What will you be responsible for?

• The role owns end‑to‑end architecture for Apple device (IOS/IPADS/MAC) onboarding, compliance, data protection, app lifecycle, OS updates, and Zero Trust access—integrated with Entra ID (Azure AD), Defender for Endpoint, and enterprise PKI/VPN/Wi‑Fi/SSO systems.
• Intune MDM & MAM policies and configuration profiles.
• Jamf Pro for advanced macOS and iOS lifecycle management.
• Define the reference architecture for iOS/iPadOS management:
• Enrollment models: Automated Device Enrollment (ADE/DEP) via Apple Business Manager (ABM), User Enrollment, Device Enrollment, and Shared iPad for Business.
• Supervision strategy for corporate devices (Single App Mode, Home screen layout, kiosk/line-of-business scenarios).
• MAM‑WE (app protection without enrollment) for BYOD.
• Implement data protection via MAM policies: cut/copy/paste restrictions, save-as control, conditional launch, pin requirements, and organizational data wipe on app retirement
• Build touchless provisioning flows: ABM > ADE > Intune enrollment profiles; Managed Apple IDs governance; Apple Configurator workflows for special cases.
• Design Zero Trust access with Conditional Access, device compliance signals, and integration with Defender for Endpoint.
• Establish tenant segmentation patterns for global orgs, data residency, and role-based administration
• Author and maintain iOS/iPadOS configuration profiles:
• Restrictions (managed open-in, clipboard restrictions, account modification, iCloud services), App Config (managed app settings), Per App VPN, Wi Fi, eSIM/eUICC where applicable, Web Content Filter (network extension), SSO extensions, SCEP/PKCS certificates, Exchange/Google/IMAP profiles (if required).
• Hands on expertise with Microsoft Intune (Endpoint Manager) including Device Configuration profiles (Settings catalog, templates), Endpoint Security policies (Antivirus, Firewall, Disk Encryption, ASR) and Application lifecycle management (Win32, Store, LOB, M365 Apps)
• Automate device management tasks using PowerShell, Graph API, and Jamf API
• Develop automation scripts (PowerShell, Bash, Python) to streamline operations, reporting, and remediation tasks, reducing manual effort and error rates.

What would your day look like?

• Administering Microsoft Intune
• Device Onboarding & Enrollment Operations.
• Compliance & Conditional Access Monitoring.
• App Lifecycle Management - Manage Apps and Books (VPP) licenses in Apple Business Manager and ensure correct assignment.
• Policy & Configuration Management - Configuration profiles (Wi-Fi, VPN, restrictions, SSO extension, certificates).
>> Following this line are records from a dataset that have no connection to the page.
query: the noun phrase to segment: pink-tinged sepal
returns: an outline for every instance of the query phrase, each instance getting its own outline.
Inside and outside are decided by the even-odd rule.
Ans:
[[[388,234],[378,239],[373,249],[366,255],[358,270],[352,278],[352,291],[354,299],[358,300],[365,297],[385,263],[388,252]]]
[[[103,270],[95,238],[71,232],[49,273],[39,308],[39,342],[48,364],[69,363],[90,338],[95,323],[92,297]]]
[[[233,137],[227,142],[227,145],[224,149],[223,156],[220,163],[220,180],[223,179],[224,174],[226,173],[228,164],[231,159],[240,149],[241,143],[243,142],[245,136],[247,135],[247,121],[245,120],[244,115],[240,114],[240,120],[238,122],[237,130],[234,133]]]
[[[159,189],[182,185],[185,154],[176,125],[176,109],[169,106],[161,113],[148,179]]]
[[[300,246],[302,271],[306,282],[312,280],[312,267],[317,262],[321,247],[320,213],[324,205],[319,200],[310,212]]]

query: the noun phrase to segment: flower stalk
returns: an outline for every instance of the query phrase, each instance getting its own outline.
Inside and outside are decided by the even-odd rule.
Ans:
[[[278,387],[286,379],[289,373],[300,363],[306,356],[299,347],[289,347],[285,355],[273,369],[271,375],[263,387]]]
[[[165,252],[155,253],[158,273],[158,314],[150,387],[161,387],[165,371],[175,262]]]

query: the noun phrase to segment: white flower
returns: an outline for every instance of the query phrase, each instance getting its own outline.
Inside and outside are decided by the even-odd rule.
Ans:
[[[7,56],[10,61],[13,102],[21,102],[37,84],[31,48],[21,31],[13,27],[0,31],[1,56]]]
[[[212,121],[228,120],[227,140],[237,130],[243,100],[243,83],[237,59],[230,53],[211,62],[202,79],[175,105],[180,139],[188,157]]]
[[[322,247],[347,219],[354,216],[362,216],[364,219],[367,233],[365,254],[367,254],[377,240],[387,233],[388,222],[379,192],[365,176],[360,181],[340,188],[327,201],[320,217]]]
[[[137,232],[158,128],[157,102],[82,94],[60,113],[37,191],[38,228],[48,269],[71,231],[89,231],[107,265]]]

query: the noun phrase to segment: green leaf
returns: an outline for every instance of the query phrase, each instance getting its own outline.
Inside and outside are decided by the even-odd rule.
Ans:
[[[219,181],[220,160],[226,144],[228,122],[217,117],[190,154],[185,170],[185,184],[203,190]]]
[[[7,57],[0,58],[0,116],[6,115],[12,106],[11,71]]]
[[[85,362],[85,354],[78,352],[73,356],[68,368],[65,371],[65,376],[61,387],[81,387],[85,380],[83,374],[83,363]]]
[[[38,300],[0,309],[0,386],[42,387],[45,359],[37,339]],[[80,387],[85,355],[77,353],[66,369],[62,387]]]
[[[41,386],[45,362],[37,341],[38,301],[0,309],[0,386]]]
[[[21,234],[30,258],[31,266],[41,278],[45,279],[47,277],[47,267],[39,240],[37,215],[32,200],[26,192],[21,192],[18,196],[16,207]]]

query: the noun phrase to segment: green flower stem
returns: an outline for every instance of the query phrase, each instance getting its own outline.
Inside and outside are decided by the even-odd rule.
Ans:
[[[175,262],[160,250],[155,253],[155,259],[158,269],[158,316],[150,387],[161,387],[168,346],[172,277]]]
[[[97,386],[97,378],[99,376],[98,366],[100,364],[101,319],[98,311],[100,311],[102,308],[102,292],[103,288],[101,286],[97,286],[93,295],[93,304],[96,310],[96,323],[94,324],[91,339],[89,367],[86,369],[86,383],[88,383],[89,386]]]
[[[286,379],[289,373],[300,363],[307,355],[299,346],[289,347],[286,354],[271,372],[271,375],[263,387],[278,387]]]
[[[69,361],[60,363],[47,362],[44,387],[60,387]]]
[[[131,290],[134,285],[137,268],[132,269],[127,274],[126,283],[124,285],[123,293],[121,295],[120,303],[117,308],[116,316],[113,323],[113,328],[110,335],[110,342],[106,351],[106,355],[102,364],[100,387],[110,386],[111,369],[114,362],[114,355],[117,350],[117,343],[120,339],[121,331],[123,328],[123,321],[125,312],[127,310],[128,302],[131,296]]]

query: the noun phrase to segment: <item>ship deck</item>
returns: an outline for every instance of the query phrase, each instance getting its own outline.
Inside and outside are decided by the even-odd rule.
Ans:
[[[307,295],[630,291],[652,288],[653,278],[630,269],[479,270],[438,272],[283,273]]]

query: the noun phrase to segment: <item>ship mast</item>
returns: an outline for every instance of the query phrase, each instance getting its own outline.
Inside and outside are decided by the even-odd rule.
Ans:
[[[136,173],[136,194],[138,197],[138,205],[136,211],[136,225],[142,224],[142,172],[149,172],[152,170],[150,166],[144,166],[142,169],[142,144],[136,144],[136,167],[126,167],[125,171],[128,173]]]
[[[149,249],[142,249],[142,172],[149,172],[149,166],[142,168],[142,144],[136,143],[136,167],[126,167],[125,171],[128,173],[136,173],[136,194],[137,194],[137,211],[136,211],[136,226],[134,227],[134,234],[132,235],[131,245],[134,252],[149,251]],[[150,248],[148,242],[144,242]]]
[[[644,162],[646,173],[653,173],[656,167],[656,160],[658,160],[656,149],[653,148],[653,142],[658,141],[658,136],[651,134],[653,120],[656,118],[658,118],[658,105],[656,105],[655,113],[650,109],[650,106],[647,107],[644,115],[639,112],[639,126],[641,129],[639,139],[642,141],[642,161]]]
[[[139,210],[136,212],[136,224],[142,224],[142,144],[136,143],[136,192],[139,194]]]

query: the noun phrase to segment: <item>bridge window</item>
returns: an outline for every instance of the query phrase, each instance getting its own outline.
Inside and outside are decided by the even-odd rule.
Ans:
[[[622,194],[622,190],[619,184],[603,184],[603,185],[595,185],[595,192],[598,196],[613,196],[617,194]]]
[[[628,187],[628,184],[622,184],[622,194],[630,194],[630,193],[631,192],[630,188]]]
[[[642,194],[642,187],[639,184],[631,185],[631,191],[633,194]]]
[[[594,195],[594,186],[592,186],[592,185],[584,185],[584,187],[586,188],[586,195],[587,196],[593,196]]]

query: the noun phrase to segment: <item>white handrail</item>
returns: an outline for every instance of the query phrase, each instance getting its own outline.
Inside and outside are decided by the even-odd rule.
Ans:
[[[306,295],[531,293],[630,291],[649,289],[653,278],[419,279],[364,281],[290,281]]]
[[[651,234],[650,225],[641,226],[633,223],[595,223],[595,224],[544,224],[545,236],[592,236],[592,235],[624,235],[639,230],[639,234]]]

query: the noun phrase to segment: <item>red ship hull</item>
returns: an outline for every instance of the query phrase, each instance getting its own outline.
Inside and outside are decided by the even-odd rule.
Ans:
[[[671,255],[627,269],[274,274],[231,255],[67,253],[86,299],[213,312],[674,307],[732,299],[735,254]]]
MAM App Protection Policies for BYOD. Device configuration baselines for frontline/iPad kiosk scenarios.
• Triage and manage Requests, Incidents, and Project work through ServiceNow and Azure DevOps (ADO)
• Evaluate new Microsoft/Apple roadmap features and perform POC and oversee planned rollouts.
• Monitor, report out to management various security patching-related KPI and prepare and execute corrective action plans to meet KPIs

Who are we looking for?

• 8 -12 years of experience in Intune/MDM/MAM/MECM/JAMF Technologies
• Enterprise Architecture: Endpoint Management, Security & Compliance, Identity & Access Management (Entra ID, Active Directory)
• Automation & Scripting: PowerShell, Bash, Python
• Cloud & Mobility: Microsoft Intune, Azure AD, Mobile Device Management (MDM), Mobile Application Management (MAM)
• Data & Reporting: Power BI, SQL, API Integration
• Process & Documentation: ServiceNow, Azure DevOps, Solution Design, Process Optimization based access control.